DataTorrent contributed the technology to the Apache Software Foundation as an incubator project in August 2015 after originally creating it in 2012.
"Apache Apex is an example of the latest generation of advanced stream processing software that adds significant technology and capabilities over previous options," said Ted Dunning, vice president of the Apache Incubator, Apache Apex Incubator Mentor, and Chief Application Architect at MapR Technologies, in a prepared statement.

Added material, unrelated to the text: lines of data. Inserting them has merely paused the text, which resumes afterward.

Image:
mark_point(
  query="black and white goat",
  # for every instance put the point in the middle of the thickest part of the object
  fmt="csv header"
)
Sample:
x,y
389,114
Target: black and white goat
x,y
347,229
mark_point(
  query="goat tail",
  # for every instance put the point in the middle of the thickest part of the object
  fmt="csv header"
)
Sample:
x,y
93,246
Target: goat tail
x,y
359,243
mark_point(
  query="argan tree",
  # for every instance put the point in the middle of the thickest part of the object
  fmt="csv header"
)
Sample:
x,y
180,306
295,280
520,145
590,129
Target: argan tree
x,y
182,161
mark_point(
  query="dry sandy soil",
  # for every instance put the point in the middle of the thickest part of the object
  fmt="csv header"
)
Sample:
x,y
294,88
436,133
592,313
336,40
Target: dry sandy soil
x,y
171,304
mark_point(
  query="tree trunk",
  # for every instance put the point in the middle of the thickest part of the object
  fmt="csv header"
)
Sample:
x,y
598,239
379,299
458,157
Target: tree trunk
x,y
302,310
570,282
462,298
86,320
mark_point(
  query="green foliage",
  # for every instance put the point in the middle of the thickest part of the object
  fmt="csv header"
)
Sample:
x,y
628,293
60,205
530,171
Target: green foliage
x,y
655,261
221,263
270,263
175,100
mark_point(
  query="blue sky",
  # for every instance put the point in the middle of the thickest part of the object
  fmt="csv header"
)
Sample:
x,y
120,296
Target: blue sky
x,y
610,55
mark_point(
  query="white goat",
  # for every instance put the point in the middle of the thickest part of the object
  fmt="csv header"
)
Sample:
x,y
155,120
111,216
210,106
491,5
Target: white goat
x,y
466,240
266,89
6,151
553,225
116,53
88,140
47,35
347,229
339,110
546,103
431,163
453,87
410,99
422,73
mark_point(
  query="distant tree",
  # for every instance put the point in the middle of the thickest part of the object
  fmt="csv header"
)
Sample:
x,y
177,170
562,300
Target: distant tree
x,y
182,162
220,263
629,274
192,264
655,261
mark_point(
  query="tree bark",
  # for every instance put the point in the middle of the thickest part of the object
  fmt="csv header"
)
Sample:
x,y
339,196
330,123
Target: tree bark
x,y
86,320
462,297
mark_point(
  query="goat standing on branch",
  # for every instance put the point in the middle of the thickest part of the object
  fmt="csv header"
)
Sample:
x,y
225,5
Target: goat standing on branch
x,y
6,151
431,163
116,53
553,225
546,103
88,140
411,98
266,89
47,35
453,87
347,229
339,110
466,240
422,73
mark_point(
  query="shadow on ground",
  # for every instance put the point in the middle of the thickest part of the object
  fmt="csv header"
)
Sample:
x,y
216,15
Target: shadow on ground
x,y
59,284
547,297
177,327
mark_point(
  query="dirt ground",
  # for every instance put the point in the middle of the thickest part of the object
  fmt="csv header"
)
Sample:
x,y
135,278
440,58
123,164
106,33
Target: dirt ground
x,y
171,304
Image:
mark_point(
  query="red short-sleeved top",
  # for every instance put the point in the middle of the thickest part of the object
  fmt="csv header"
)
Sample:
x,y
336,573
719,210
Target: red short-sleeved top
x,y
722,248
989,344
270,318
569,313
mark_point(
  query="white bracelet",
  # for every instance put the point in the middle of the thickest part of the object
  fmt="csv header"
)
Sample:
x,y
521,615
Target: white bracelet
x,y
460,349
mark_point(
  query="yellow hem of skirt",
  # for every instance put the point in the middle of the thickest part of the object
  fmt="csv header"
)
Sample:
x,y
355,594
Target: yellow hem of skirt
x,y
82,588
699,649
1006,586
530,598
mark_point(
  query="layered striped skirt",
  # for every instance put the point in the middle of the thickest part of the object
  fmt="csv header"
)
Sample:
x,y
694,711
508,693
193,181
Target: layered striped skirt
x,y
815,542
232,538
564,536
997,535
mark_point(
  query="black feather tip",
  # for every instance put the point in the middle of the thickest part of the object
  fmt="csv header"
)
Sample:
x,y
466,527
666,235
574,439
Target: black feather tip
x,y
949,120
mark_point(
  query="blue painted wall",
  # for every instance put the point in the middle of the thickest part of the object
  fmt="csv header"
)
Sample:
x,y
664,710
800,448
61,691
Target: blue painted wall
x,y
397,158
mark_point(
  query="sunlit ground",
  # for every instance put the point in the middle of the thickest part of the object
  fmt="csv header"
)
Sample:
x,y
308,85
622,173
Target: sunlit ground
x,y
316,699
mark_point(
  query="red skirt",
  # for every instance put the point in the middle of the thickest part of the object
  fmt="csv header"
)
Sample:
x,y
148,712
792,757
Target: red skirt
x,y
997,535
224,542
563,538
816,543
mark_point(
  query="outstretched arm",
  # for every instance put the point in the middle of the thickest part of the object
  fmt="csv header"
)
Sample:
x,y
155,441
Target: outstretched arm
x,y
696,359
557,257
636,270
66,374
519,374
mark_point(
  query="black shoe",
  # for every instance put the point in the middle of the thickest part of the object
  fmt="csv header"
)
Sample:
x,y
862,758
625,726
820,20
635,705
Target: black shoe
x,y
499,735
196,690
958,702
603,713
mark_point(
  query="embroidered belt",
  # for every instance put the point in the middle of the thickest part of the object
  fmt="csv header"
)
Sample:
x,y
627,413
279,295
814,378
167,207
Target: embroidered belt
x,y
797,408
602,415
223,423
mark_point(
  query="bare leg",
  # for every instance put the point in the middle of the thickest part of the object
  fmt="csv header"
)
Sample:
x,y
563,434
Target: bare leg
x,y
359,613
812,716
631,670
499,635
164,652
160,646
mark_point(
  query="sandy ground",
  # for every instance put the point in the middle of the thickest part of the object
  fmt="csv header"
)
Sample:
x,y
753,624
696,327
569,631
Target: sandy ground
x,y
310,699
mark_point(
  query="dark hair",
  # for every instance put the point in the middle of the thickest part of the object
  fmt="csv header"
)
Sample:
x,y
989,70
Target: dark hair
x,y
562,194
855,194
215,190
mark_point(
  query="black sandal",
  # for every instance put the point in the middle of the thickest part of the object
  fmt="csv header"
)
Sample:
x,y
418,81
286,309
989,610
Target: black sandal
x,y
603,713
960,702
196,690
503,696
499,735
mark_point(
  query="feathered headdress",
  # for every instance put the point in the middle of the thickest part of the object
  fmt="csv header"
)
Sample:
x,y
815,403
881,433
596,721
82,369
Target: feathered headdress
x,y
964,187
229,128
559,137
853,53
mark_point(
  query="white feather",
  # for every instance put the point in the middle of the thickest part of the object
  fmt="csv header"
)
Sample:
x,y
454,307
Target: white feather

Apache Apex enables streaming analytics on Apache Hadoop. It was created to leverage the infrastructure provided by Hadoop components YARN and HDFS (Hadoop Distributed File System). It's a large-scale, high-throughput, low-latency, fault-tolerant, unified big data stream and batch-processing platform for the Hadoop ecosystem, the Apache Software Foundation said in a statement announcing the technology's promotion to a TLP.
Streaming technology for big data and analytics continues to grow in importance as organizations and developers bake real-time analytics into their processes and apps. Forrester Research released a Wave report on big data streaming analytics in March that looks at this trend and at some of the vendors who offer this technology.
"Forrester defines perishable insights as urgent business situations (risks and opportunities) that firms can only detect and act on at a moment's notice," wrote authors and Forrester analysts Mike Gualtieri and Rowan Curran in the report. "Streaming analytics solutions can help firms detect such insights in high-velocity streams of data and act on them in real-time. Application development and delivery professionals should not dismiss streaming analytics as a form of 'traditional analytics' used for postmortem analysis. Far from it -- streaming analytics analyzes data right now, when it can be analyzed and put to good use to make applications of all kinds contextual and smarter."
Forrester put Apache Apex's creator, DataTorrent, into the Leaders section of its Wave report on big data streaming analytics, along with some pretty big names in tech -- IBM, Software AG, SAP, TIBCO Software, Oracle, and SQLstream.
"DataTorrent is the streaming startup to beat in Silicon Valley," Forrester's analysts wrote in their report. "The Yahoo-trained founders built a streaming platform to handle the world's biggest, fastest data."
Forrester notes that DataTorrent is working to deliver on other enterprise needs, too, such as a visual development tool and a library of more than 400 operators.
"The core of DataTorrent is now open sourced as Apache Apex, but making its voice heard over the chorus of other open source streaming options will be a significant challenge," the authors concluded.
In announcing the new TLP status, the Apache Software Foundation said that Apex can streamline the development of Hadoop applications by letting developers write or re-use generic Java code. That helps minimize the specialized expertise required to write apps and can therefore reduce time to market.
It includes connectors to integrate with external systems that include message buses, databases, file systems, and social media feeds such as Apache Cassandra, Apache HBase, JDBC, and Apache Kafka.